Friends of Casco Bay is working with Friends of the Presumpscot River and others to better understand water quality in the Presumpscot River, the largest river that flows into Casco Bay. This river drains 648 square miles, approximately two-thirds of the entire Casco Bay watershed. From its headwaters at Sebago Lake, the Presumpscot winds its way more than 25 miles to Portland and Falmouth where it empties into the Bay.
“This magnificent river nourishes the estuary,” says Casco Baykeeper Ivy Frignoca. “We need a healthy Presumpscot to have a healthy Casco Bay.”
Friends of Casco Bay is working to better understand conditions in the lower Presumpscot River, which runs from Saccarappa Falls in Westbrook to head of tide. This segment of the river has Class C status under the Clean Water Act, a lower classification than all other segments of the Presumpscot further upstream.
Under the Clean Water Act, bodies of water in Maine are classified as Class AA, A, B, or C based on their health. Class AA and A waters are the healthiest and receive the highest protections. Class C waters allow for some modification to natural conditions caused by human activity, but must still be swimmable, drinkable, and fishable.

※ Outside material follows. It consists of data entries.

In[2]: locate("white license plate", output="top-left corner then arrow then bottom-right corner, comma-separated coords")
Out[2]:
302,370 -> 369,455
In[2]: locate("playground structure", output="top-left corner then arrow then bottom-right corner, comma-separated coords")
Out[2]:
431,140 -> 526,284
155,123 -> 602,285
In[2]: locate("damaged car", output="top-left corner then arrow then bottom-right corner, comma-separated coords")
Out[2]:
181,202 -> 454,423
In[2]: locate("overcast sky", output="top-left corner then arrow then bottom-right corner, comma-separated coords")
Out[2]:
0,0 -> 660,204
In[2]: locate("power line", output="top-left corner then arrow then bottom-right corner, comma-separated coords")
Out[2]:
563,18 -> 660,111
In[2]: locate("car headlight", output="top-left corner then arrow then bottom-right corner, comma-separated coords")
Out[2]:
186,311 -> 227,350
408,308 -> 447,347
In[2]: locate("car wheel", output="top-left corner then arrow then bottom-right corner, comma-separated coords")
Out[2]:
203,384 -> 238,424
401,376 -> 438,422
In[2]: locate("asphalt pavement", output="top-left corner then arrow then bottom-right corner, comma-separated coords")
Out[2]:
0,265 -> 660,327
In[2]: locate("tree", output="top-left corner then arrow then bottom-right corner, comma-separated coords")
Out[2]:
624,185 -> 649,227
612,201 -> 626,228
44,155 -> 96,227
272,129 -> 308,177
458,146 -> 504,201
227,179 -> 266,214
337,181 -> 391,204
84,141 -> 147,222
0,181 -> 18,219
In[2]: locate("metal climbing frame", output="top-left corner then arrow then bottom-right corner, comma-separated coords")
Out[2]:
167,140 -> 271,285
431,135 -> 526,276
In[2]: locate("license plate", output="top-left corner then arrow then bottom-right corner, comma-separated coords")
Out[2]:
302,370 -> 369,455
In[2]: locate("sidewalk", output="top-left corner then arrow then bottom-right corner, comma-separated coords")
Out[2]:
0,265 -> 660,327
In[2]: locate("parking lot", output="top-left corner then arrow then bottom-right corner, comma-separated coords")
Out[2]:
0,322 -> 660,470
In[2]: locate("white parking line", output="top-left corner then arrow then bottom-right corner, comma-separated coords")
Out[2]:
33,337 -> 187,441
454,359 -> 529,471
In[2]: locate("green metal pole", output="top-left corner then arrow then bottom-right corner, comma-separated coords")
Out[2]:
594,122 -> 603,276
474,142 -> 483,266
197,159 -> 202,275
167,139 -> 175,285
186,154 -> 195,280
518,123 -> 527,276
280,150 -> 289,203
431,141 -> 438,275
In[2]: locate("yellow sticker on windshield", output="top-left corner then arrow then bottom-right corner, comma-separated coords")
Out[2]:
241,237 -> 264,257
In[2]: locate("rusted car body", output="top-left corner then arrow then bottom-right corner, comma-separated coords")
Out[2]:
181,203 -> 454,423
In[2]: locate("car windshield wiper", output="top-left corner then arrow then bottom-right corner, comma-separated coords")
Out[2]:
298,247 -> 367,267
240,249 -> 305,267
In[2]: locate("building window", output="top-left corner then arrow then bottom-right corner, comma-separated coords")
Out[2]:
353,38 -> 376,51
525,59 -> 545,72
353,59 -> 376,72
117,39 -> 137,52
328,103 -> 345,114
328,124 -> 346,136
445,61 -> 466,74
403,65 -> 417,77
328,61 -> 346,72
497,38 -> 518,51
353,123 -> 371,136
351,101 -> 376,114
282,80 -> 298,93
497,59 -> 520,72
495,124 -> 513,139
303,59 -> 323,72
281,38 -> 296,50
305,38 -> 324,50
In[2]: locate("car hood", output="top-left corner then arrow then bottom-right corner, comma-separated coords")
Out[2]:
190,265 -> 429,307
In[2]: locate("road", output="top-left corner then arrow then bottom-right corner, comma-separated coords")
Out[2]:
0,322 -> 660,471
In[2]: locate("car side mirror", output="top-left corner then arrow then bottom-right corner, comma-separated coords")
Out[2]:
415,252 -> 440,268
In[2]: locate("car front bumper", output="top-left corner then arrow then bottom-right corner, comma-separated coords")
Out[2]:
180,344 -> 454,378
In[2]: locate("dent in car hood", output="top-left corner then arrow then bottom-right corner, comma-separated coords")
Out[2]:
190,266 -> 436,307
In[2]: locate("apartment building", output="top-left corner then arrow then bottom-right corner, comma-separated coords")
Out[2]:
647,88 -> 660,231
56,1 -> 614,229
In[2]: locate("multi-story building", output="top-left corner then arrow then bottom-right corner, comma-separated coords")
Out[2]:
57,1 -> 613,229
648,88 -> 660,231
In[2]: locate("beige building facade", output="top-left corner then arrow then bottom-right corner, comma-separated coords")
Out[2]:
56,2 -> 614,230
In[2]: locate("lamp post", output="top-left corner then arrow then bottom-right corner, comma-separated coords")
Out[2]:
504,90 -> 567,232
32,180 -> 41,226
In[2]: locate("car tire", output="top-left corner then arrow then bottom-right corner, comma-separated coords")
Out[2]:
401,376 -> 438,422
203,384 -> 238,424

This summer, Friends of Casco Bay deployed a data sonde — a scientific device that measures water quality characteristics — in the river to continuously monitor conditions just above head of tide. The Maine Department of Environmental Protection (DEP) deployed a similar sonde to collect data further upstream, above the outfalls of the Sappi paper mill and the Westbrook wastewater treatment plant. Our goal in working with DEP is to see if the lower Presumpscot River’s oxygen levels merit upgrading its Clean Water Act classification from Class C to Class B.
“This summer’s data will be evaluated to help determine whether the lower Presumpscot can be upgraded,” says Ivy. “We are curious and concerned about the effect of summer drought conditions on the river’s health. We are worried that lower flows or higher river temperatures could reduce the amount of oxygen in the water that is available for fish and aquatic life.”
We look forward to sharing what we learned once we, our partners, and other experts analyze the river data from this summer.